Populations of black bear in particular are spiraling upwards in many parts of the northern half of the U.S., as roads, homes and camping spots infringe on bear territory.
iStockphoto
Populations of black bear in particular are spiraling upwards in many parts of the northern half of the U.S., as roads, homes and camping spots infringe on bear territory.

Good morning!

After three years of COVID-19 in Connecticut, the state has seen over 12,000 deaths related to the virus as of last week. In Long Island, four different hospitals have been ranked among the best in the country.

Keep reading for a bite-sized look at what else we’re hearing.

AARP’s latest report dictates that caregivers in Connecticut provide up to $7.2 billion in unpaid care for their loved ones. This equates to 390 million hours of care given, up more than $1.2 billion dollars from the last report in 2019. AARP points to a growing complexity in caregiving to different family members to explain the growth.

New York Governor Kathy Hochul announced on Tuesday that schools in the state will be receiving more than $31 million in funding to strengthen connectivity, security and emergency notification systems. This funding comes from a $2 billion bond act that voters approved towards improving technology and infrastructure in the schools. The security measures discussed include funding for entry control systems and video systems, including for South Huntington High School, which just hired armed guards.

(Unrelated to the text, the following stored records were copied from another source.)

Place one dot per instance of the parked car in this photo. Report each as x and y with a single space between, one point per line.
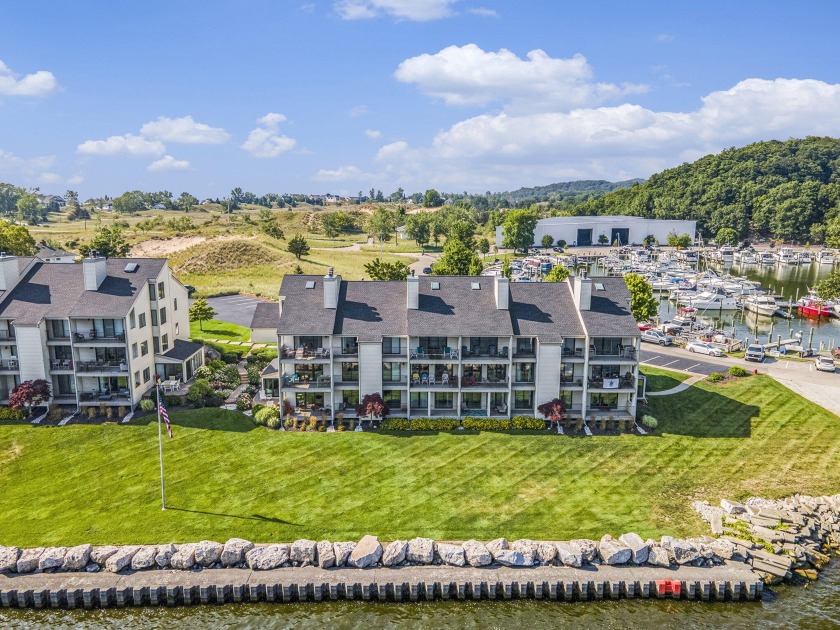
657 336
704 348
825 364
754 353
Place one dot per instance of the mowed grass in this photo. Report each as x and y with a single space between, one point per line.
658 380
99 484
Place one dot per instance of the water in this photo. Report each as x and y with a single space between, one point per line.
813 606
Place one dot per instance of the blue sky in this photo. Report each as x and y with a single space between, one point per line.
344 95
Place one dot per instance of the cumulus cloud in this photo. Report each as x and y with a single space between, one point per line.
184 130
506 149
168 163
416 10
468 75
128 144
38 83
265 141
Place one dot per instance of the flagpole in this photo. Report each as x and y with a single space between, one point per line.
160 447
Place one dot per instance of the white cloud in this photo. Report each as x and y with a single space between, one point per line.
184 130
129 144
507 149
265 141
468 75
484 12
38 83
416 10
168 163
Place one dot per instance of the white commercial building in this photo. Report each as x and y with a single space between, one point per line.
586 231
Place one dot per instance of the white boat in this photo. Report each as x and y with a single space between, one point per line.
761 304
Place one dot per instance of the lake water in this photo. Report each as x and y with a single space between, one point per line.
813 606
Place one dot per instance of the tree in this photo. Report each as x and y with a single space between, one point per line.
457 260
432 199
518 229
298 246
29 394
558 274
16 240
829 288
201 311
378 270
108 241
372 406
642 303
726 236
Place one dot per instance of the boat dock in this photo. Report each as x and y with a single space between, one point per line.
732 581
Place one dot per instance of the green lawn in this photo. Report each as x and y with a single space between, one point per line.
215 329
659 380
67 485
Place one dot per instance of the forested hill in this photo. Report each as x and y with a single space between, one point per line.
784 190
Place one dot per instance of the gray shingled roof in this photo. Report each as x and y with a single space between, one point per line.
610 314
57 291
266 315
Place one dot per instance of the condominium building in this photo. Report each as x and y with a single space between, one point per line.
455 345
99 331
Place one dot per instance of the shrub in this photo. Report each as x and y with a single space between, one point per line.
395 424
487 424
528 422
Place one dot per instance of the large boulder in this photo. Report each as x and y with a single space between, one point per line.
208 552
510 558
570 555
527 548
8 559
638 547
368 552
184 558
144 558
326 554
121 560
164 555
342 552
421 551
614 551
100 554
28 559
52 558
267 558
304 551
452 555
394 553
234 551
588 548
477 554
77 558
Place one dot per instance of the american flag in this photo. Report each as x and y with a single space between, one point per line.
165 415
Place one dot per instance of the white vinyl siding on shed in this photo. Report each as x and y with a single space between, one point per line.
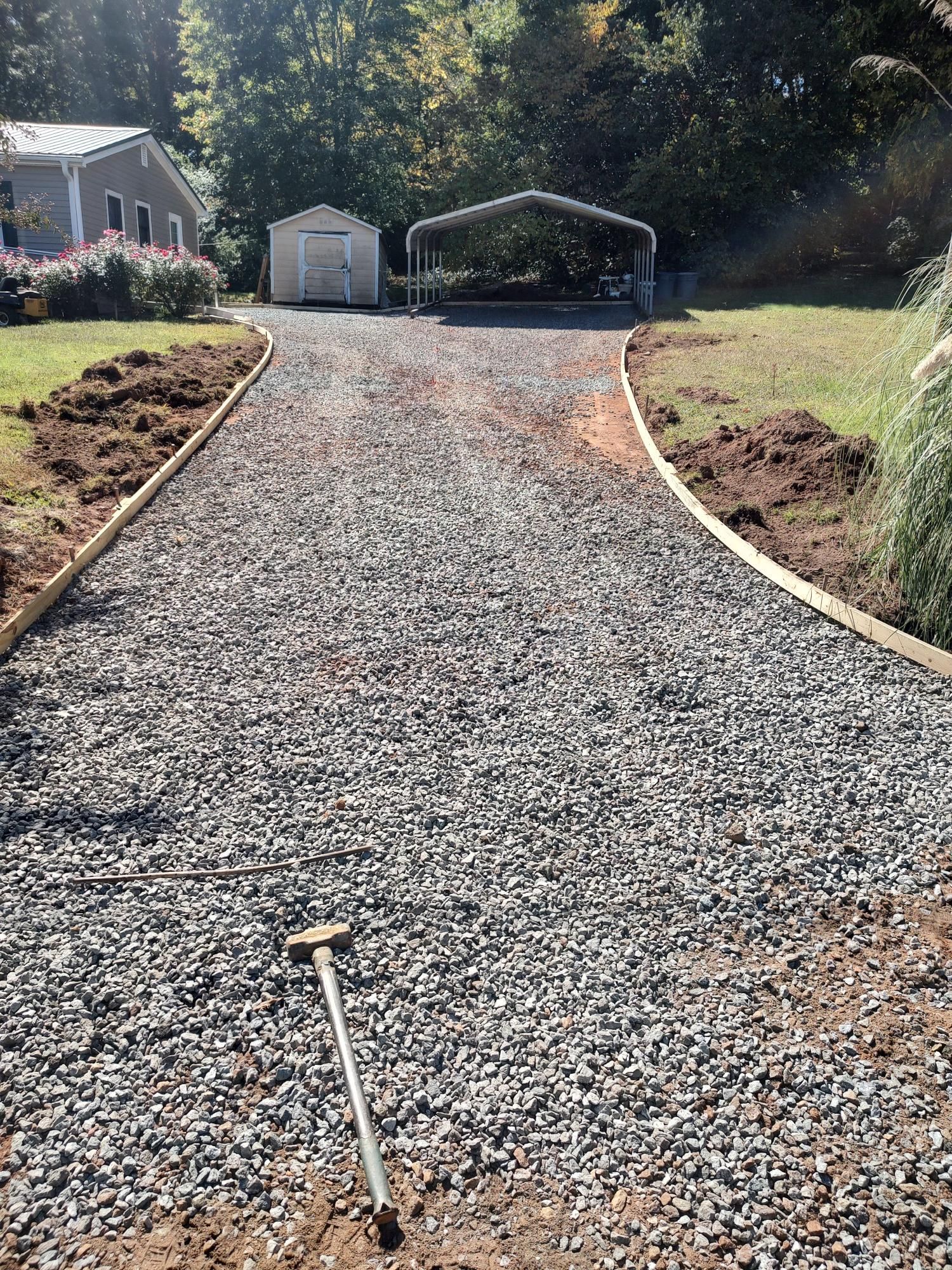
124 173
324 220
48 184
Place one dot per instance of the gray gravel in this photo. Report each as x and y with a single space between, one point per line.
656 916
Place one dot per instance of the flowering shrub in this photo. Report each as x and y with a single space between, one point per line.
120 271
56 279
177 280
117 269
17 265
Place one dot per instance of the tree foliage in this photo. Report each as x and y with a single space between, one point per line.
738 130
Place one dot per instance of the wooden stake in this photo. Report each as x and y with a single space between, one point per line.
260 290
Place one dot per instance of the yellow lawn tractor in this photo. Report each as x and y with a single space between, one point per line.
21 304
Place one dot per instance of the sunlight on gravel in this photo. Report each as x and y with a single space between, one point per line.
656 918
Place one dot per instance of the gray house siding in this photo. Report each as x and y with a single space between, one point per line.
125 175
49 184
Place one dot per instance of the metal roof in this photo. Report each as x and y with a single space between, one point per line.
58 140
436 227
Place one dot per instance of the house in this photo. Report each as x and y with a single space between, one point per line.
97 178
326 257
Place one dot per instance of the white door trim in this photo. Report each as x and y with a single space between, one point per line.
303 267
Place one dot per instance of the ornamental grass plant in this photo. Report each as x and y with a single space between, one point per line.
908 512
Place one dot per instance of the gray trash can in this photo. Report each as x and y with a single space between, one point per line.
664 285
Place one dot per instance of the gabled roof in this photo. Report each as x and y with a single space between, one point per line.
59 140
83 144
324 208
465 217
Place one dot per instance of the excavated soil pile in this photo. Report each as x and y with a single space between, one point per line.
785 486
100 440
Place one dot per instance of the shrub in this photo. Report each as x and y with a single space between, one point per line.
124 272
58 279
17 265
176 280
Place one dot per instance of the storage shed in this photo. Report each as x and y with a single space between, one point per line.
326 257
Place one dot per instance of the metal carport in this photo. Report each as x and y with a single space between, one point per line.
425 284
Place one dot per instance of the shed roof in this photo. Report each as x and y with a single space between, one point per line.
56 140
324 208
466 217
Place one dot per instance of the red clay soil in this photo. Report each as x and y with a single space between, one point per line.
433 1234
785 485
100 440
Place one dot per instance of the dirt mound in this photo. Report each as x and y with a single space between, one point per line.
102 439
652 342
785 486
708 397
109 432
790 458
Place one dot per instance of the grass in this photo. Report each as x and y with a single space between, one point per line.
822 335
36 360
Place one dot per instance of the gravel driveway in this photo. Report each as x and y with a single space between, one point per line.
656 919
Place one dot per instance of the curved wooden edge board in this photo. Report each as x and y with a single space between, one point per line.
32 610
838 610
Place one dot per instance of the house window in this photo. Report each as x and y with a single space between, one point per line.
144 223
115 215
8 233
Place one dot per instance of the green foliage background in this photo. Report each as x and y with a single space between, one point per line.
736 129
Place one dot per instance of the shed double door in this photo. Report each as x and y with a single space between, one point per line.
324 267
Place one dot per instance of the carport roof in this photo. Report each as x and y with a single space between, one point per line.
466 217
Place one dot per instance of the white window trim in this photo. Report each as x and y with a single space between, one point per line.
115 194
149 209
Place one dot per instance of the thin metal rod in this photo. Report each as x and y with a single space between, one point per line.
371 1159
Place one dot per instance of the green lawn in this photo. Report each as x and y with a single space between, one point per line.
36 360
822 335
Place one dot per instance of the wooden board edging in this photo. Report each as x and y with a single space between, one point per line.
128 509
838 610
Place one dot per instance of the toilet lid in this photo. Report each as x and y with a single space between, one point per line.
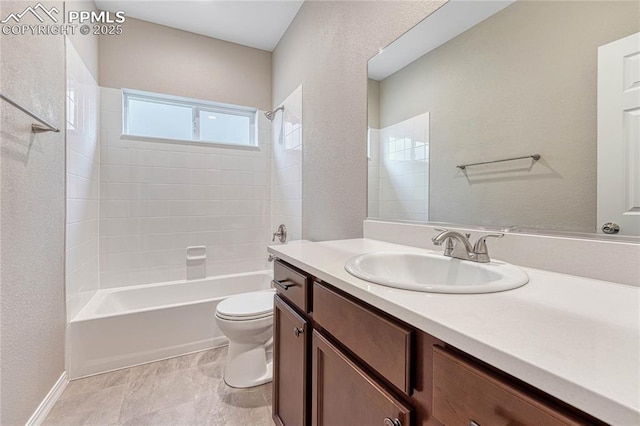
257 304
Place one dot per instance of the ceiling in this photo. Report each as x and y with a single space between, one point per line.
255 23
449 21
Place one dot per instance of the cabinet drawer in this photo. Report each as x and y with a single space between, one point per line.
343 394
293 285
465 394
383 344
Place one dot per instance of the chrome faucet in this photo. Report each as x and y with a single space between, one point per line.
458 245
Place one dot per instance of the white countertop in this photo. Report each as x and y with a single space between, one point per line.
575 338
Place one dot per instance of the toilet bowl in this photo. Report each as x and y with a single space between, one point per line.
247 321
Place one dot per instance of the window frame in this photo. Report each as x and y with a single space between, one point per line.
196 106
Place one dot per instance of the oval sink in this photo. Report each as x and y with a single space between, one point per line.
435 273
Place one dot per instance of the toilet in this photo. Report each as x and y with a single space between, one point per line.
247 321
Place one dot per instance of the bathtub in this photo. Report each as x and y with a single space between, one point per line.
127 326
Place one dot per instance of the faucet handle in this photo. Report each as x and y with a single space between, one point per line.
480 247
435 237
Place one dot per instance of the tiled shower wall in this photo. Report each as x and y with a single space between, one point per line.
83 184
402 176
286 195
159 198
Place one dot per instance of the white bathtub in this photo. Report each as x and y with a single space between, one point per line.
126 326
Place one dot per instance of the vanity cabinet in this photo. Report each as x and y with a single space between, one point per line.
339 361
345 394
289 365
291 333
466 394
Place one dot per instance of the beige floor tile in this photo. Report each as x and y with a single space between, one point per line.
177 415
181 391
101 407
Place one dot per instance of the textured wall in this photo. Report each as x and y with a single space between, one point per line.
326 48
286 167
85 45
160 59
32 221
521 82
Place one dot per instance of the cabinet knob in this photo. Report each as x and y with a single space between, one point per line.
388 421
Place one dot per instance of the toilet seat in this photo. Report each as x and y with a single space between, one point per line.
246 306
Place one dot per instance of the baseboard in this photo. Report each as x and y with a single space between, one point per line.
94 367
48 402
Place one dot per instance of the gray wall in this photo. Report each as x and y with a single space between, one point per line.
160 59
32 221
521 82
326 49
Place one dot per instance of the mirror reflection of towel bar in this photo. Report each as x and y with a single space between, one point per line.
535 157
35 128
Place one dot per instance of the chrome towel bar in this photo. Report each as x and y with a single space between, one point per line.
535 157
35 128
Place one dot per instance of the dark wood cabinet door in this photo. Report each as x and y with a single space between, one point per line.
290 366
344 395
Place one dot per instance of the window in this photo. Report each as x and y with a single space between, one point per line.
156 116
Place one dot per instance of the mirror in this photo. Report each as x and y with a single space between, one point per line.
513 86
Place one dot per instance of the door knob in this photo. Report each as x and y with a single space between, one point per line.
610 228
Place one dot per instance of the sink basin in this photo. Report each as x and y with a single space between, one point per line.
435 273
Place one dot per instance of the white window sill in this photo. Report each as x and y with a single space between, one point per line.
190 142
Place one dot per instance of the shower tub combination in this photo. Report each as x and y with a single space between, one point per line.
127 326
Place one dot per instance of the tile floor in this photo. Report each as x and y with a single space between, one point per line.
182 391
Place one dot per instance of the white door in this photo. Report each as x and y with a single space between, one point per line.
619 135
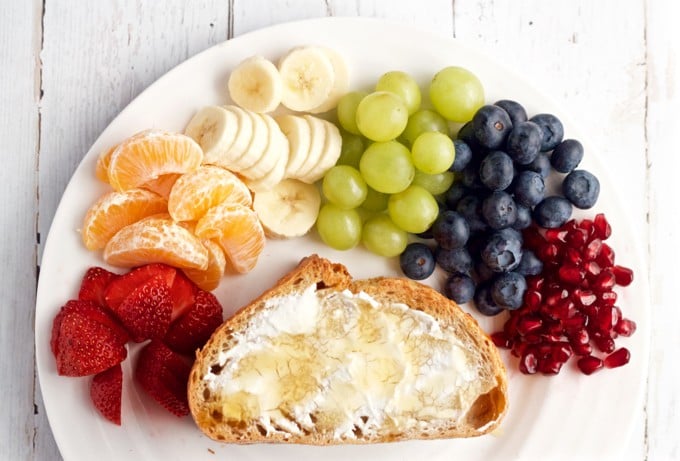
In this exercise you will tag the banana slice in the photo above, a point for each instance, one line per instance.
(299, 135)
(308, 78)
(214, 129)
(255, 84)
(257, 145)
(289, 209)
(329, 157)
(340, 84)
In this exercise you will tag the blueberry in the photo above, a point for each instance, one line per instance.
(450, 230)
(528, 188)
(470, 207)
(553, 131)
(459, 288)
(499, 210)
(456, 260)
(567, 155)
(496, 171)
(515, 111)
(540, 165)
(581, 188)
(456, 192)
(417, 261)
(507, 290)
(529, 264)
(502, 252)
(463, 155)
(524, 142)
(491, 126)
(484, 303)
(523, 217)
(552, 212)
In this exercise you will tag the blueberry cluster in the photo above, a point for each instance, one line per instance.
(502, 161)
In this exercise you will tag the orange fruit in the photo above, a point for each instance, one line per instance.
(156, 239)
(238, 231)
(210, 278)
(115, 210)
(196, 192)
(150, 154)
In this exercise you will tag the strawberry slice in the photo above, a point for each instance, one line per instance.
(94, 284)
(146, 311)
(106, 390)
(192, 330)
(125, 284)
(164, 375)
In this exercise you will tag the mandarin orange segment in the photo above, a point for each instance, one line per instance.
(196, 192)
(156, 239)
(238, 231)
(210, 278)
(146, 156)
(115, 210)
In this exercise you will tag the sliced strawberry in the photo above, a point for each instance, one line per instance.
(125, 284)
(94, 284)
(182, 293)
(164, 375)
(192, 330)
(84, 346)
(106, 390)
(146, 311)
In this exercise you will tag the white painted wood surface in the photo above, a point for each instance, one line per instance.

Run-ins with bears in Connecticut have increased in 2022, according to the “State of the Bears” report released this week by the state’s department of Energy & Environmental Protection. The report cites 67 bear break-ins across 22 towns in 2022 alone. The department recommends leaving bears alone if you see them in your neighborhood.

The Suffolk County Police Department is expanding their digital forensics unit to better target child pornography offenders. Police Commissioner Rodney Harrison said the addition of three detectives to the unit to address a rise of reports concerning sexually explicit photos shared online. The department’s school resource officers will also be working with school administrators to increase awareness of this new program.

Connecticut’s highway use tax that took effect this past January has truckers upset. The truck drivers joined Republican legislators in Hartford on Wednesday to speak against the tax, instead offering that already-existent robust tax systems should be able to generate enough surplus that the highway taxis unnecessary. David Palumbo, who owns a trucking company in North Branford, said. "We don't really know how we're going to afford this other than passing it on to every consumer that's in this room.”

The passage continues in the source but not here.